Those richer in years have been forewarned by the novel and are thus less likely to get sucked into this Faustian bargain. We greybeards are thus cleverer than the puling youth. Or summat.
The problem with this particular worry is that O’Brien and the Party wanted that information, that privacy to be stripped away, for one reason, and the tech giants want the information for quite another. The two situations simply aren’t comparable.The Telegraph reports:
Young people willingly give up their privacy on Google and Facebook because they have not read George Orwell’s Nineteen Eighty-Four unlike previous generations, a leading academic has warned. Noel Sharkey, professor of artificial intelligence and robotics at Sheffield University, said that large corporations were hovering up private information and modern generations did not realize it was wrong. He said that older people who had grown up reading George Orwell’s 1984 about ‘Big Brother technology and ‘ authoritarianism’, were in a better position to resist the creeping erosion of privacy.
One way of putting this is that there’s privacy and then there’s privacy.

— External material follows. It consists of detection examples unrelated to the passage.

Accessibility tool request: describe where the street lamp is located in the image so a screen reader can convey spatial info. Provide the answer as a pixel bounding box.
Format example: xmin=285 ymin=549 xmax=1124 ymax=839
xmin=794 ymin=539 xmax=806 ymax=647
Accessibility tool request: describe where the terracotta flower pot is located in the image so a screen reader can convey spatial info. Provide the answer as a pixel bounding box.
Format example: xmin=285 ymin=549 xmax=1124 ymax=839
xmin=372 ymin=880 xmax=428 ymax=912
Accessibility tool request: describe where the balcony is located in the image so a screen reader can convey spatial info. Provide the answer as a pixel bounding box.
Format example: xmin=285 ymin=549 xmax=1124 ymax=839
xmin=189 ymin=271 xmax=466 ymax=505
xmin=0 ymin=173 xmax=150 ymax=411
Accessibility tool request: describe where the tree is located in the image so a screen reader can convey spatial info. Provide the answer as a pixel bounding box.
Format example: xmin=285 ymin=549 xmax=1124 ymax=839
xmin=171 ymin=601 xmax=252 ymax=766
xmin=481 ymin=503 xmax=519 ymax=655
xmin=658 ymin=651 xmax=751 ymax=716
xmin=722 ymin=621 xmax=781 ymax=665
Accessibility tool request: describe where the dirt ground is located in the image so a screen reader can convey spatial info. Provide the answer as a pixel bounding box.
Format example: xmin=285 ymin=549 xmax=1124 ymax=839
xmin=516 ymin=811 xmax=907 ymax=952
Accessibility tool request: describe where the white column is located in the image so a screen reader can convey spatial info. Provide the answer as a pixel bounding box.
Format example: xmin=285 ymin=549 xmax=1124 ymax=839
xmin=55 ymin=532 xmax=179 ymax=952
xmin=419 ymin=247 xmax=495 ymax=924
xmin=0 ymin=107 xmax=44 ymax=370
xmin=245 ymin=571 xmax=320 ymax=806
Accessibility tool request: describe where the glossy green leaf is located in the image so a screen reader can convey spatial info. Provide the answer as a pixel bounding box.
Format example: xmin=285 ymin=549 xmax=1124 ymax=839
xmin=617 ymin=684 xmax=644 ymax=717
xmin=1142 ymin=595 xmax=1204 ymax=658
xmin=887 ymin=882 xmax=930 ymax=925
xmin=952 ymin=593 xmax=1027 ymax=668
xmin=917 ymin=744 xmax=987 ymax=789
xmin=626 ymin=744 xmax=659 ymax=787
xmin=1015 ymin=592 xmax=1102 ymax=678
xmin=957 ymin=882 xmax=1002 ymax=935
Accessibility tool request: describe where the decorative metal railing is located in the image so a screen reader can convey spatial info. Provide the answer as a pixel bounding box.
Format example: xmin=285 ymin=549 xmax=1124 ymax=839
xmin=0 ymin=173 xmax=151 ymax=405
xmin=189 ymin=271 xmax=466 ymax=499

Sure, you can track my web visits if doing so means that I get free searches of the accumulated wisdom of mankind. Or you can track who I link to on Bitchbook and in return I get the free use of the site. That’s one form of privacy and its loss.
Then there’s the government insisting that you don’t even get the option of privacy. You cannot opt out of the data collection or of the monitoring, even if you decide that you are willing to give up some of the delights of the modern world. You will be watched, your actions will be recorded and, whenever the government feels like it, they will be corrected.